Hawaii is set to reopen to visitors in less than a month. Despite this, cuts at Hawaiian Airlines deepen as the Airline announces even more involuntary furloughs and other cuts.
Recently, I reported that Hawaiian Air announced that they’d be furloughing and laying off over 2,000 employees. That amounts to at least 25% of their entire workforce. But, that no longer appears to be necessary, as evidenced by Hawaiian’s amended WARN notice. The cuts are, in fact, deeper now.
Cuts at Hawaiian Airlines Deepen
Thanks to a worsening economic outlook, Hawaiian seeks to increase its overall workforce reductions to 2,501 positions. Remarkably, of the positions Hawaiian seeks to eliminate, 1,850 are voluntary departures, while 465 are involuntary cuts. A further 185 non-union positions are also being eliminated.
After all is said and done, Hawaiian’s workforce come October 1 will be 4,946, down from a pre-COVID workforce of 7,447 employees. That’s a reduction of 33.5%, an increase of 8.5% over the previous number.
Will there be more cuts? That depends on whether or not Hawaii actually reopens on October 15. If we don’t, Hawaiian says additional cuts are certain.
Resumption of Service
As Hawaii prepares to reopen in the coming weeks, Hawaiian is getting ready to resume flying too. The first route to return to is Honolulu to Tokyo Narita. Beginning on October 1, the once weekly flight operatse from Honolulu as HA 821 on Wednesdays at 4:20 pm arriving in Tokyo at 7:55 pm the following day. Return flights depart on Saturdays at HA 822, departing at 7:55 pm and arriving the same date at 8:20 am
Hawaiian is set to resume flights to Vegas on October second, starting with three flights per week, eventually ramping up to daily service. That said, Hawaiian intends to operate the flight once per day, departing Honolulu as HA 6 at 10:55 am and arriving at 7:55 pm and returning as HA 7 at 7:20 am, arriving at 10:35 am.

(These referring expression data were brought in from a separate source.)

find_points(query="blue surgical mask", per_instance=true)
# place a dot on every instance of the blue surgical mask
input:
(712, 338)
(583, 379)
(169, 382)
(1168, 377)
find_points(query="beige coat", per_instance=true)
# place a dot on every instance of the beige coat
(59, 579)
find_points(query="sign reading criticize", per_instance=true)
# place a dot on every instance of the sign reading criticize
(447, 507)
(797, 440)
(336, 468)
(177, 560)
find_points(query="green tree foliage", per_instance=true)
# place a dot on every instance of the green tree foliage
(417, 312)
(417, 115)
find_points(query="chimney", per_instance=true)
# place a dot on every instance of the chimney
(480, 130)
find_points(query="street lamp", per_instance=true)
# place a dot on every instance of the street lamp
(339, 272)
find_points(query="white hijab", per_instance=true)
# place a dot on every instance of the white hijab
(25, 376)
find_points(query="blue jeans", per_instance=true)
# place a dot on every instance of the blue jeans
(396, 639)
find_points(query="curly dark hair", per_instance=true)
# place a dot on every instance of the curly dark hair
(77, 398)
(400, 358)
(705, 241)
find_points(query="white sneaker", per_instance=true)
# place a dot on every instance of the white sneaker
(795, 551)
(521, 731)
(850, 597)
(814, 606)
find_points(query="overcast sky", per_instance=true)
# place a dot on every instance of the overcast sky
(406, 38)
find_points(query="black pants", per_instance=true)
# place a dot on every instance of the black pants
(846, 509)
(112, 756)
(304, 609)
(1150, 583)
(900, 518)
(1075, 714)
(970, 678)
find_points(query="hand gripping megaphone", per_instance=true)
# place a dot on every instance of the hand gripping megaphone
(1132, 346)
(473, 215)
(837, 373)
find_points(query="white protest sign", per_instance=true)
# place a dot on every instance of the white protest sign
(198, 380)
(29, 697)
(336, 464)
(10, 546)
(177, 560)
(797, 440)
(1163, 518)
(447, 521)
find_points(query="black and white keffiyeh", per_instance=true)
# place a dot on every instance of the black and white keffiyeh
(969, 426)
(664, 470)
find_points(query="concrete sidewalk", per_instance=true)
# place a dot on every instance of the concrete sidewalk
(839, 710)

Actually, Hawaiian will begin flying to nearly all of its destinations out of Honolulu between the end of September and the end of October. Frequencies, of course, won’t be the same. The schedules are also subject to change given the dynamic nature of everything right now.
Cuts at Hawaiian Airlines Deepen, Final Thoughts
It’s sad to see all of these cuts taking place at Hawaiian. As I’ve said before, Hawaiian was Hawaii largest private employer. Now, they’re just trying to survive. Especially since they weren’t in the strongest financial position heading into the pandemic. So, hopefully, these cuts will help them to ride out these tough times and be able to work their way back up to where they were before.